Prepare for failure in advance

I didn’t have a full set of answers to those questions the first few times I attempted to quit. I simply thought that I’d remind myself that I want to quit, and that I’d improvise my way out of it. (One of the stupidest things I tell myself that I’ll do, with one of the highest failure rates.) Improvising is a fool’s game, especially when dealing with new and unfamiliar things that are going to be painful and uncomfortable. Quitting smoking is difficult and painful and you need all the bloody help you can get. You shouldn’t be thinking of what to do when confronted with a trigger, because giving in is the easiest thing to do. Everything you say afterwards is after-the-fact rationalization.
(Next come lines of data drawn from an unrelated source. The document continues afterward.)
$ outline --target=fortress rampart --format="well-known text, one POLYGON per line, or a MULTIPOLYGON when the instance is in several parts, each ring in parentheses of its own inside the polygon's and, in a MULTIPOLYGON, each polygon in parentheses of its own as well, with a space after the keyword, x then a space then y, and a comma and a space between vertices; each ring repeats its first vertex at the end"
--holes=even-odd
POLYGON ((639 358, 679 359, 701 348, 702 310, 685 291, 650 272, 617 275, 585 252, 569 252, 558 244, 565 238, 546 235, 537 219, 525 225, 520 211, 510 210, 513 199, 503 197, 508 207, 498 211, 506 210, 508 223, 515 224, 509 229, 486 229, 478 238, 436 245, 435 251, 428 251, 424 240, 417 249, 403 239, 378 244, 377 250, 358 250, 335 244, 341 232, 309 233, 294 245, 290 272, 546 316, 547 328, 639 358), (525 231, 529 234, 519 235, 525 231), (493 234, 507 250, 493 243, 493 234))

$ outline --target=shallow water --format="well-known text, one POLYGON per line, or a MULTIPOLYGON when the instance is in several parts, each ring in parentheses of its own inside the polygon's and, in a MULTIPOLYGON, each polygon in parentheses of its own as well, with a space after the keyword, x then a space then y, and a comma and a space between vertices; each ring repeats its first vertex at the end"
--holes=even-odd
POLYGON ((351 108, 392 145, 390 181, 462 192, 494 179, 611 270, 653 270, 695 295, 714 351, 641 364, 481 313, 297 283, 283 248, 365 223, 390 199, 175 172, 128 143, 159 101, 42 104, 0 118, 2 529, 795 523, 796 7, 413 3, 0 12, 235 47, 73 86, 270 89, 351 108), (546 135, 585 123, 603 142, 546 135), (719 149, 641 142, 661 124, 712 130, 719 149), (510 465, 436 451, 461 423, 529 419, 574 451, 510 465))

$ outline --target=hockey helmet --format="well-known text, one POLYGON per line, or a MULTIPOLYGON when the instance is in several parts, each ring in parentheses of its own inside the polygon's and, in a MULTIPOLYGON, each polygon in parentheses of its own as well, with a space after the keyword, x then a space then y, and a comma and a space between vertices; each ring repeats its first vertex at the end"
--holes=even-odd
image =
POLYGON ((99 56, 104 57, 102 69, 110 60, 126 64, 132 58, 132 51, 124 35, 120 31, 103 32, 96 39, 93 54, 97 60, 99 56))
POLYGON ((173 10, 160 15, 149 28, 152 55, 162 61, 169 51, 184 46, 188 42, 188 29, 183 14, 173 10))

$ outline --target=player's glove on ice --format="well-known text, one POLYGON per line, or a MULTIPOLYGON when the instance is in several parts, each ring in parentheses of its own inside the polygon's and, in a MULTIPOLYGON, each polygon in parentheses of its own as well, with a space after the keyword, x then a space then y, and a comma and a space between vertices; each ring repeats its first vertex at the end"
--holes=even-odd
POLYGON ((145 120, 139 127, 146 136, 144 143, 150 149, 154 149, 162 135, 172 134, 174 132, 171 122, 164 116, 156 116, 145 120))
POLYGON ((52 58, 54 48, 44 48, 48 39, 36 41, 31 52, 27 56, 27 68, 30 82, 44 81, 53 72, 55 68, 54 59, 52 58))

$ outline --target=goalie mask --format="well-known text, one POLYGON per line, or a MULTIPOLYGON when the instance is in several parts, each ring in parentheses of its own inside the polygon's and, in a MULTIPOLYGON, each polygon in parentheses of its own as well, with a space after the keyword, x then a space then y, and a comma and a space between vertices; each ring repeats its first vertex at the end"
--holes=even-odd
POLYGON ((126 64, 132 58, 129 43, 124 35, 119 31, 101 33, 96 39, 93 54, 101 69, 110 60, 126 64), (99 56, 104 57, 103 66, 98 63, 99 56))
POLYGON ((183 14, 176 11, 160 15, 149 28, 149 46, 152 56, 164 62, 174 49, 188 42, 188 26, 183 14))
I got tired and stopped writing. More on this next time, maybe. As a quick recap- you need to believe that it’s possible. You need to look for other people who’ve done it before you, and follow in their lead. You need to latch on to better people. You need to get rid of your old friends, or at least stay away from them for as long as you can, for as much as you can. You need to articulate your problem, and you need to articulate a solution- meaning write that shit down and paste it on your fridge or on your wall. Write it on a piece of paper and keep it in your wallet and look at it everyday. I laughed this stuff off for a long, long time but it really works. It’s all about priming. We get primed by advertising and Facebook and all sorts of things every minute of every day of our lives anyway, so it’s not like it doesn’t work. There’s no reason why we can’t use it to improve ourselves, to prime ourselves with things that WE want to hear, that WE want to be reminded of.

You can do it

Whatever it is that you’re going through, you can overcome it. You can be rid of it. You can be free of it. You are immense, you are more than everything that you think you are. You are more than your habits, because you can discard them. You are more than your failures and your successes and all of that stuff. You can be almost anything you want to be. But the challenge is to be clear about where you want to go, and then to be even clearer about where you are, and MOST OF ALL, to be CLEAREST about what’s the single next step you should take. I believe in you, and I’m right here.